Rates and thresholds

The deeming rates and thresholds change periodically. Check with Centrelink for current rates.

The assessed income from application of the deeming rules is used in calculating the person’s pension rate; returns above the deeming rate are not counted as income. The deeming rules apply to pension, benefit and allowance payments.

This is a complex area and any specific queries should be taken to a community legal centre, Victoria Legal Aid or a solicitor (see Chapter 2.4: Legal services that can help). Centrelink also offers a free confidential Financial Information Service.

Assets test (s 11, pt 3.12 Social Security Act 1991 (Cth))

A pension is reduced under the assets test if the total net value of the person’s property or assets (apart from their principal home) exceeds the relevant limit, which changes annually.

For each $1000 of assets in excess of the limit, the fortnightly pension is reduced by $3 per fortnight (single and couple combined).

A permanently blind person receives the Age Pension or the Disability Support Pension, regardless of their assets. The value of a permanently blind person’s assets is only relevant if they claim Rent Assistance.

The value of a person’s assets is generally the current market value – the amount the asset could be sold for less any debts owed on the asset – and is not the replacement value or the original cost.

There are many things excluded from the assets test including the principal home (provided the person is living in it) and surrounding land of up to two hectares, provided the land is used primarily for private or domestic purposes.

A person who has reached Age Pension age whose principal home includes adjacent land over two hectares that is on the same title may be eligible to have their principal home exempt if they satisfy the ‘extended land use test’. To satisfy this test, the person must have a 20-year continuous attachment to the land and the principal home. They must also have to be making ‘effective use of the land’, which means that if the land (or part of it) is productive, it is being used to generate income (s 11A(6) SS Act). A list of the assets exempt from the assets test is in section 1118.

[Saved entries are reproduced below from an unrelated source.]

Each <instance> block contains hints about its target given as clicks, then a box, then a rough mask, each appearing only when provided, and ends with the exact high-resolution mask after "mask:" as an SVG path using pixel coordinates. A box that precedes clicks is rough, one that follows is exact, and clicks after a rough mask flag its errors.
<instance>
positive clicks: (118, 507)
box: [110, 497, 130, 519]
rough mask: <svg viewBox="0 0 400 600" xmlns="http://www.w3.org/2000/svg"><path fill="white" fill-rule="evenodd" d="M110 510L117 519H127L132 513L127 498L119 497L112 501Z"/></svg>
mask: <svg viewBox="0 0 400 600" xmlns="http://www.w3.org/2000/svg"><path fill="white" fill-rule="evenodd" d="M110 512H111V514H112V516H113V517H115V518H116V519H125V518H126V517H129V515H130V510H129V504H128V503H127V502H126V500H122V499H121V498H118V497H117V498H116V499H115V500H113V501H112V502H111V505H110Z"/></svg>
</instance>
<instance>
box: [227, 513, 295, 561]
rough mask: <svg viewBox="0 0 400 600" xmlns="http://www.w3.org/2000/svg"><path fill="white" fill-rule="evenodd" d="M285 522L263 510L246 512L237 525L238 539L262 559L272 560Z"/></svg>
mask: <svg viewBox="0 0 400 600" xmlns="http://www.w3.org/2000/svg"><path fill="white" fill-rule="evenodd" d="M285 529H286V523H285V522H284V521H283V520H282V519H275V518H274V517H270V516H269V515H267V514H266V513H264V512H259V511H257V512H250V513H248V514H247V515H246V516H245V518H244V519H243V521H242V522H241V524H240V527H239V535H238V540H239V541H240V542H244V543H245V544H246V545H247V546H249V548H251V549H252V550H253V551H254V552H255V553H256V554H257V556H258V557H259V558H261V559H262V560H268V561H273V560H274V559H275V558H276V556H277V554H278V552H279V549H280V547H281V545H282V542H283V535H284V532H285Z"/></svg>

The value of an asset may be excluded under the ‘hardship provisions’ if the pensioner cannot sell the asset or use it as security for borrowing (or if it would be unreasonable to expect the pensioner to do so). For the hardship provisions to apply, a person must make a specific claim to Centrelink. Consideration is not automatic.

Even if the hardship provisions apply, the level of pension might still be reduced by the income that could be earned from the asset (ss 1129, 1130 SS Act). This means that the value of the asset may still affect the rate of pension payable.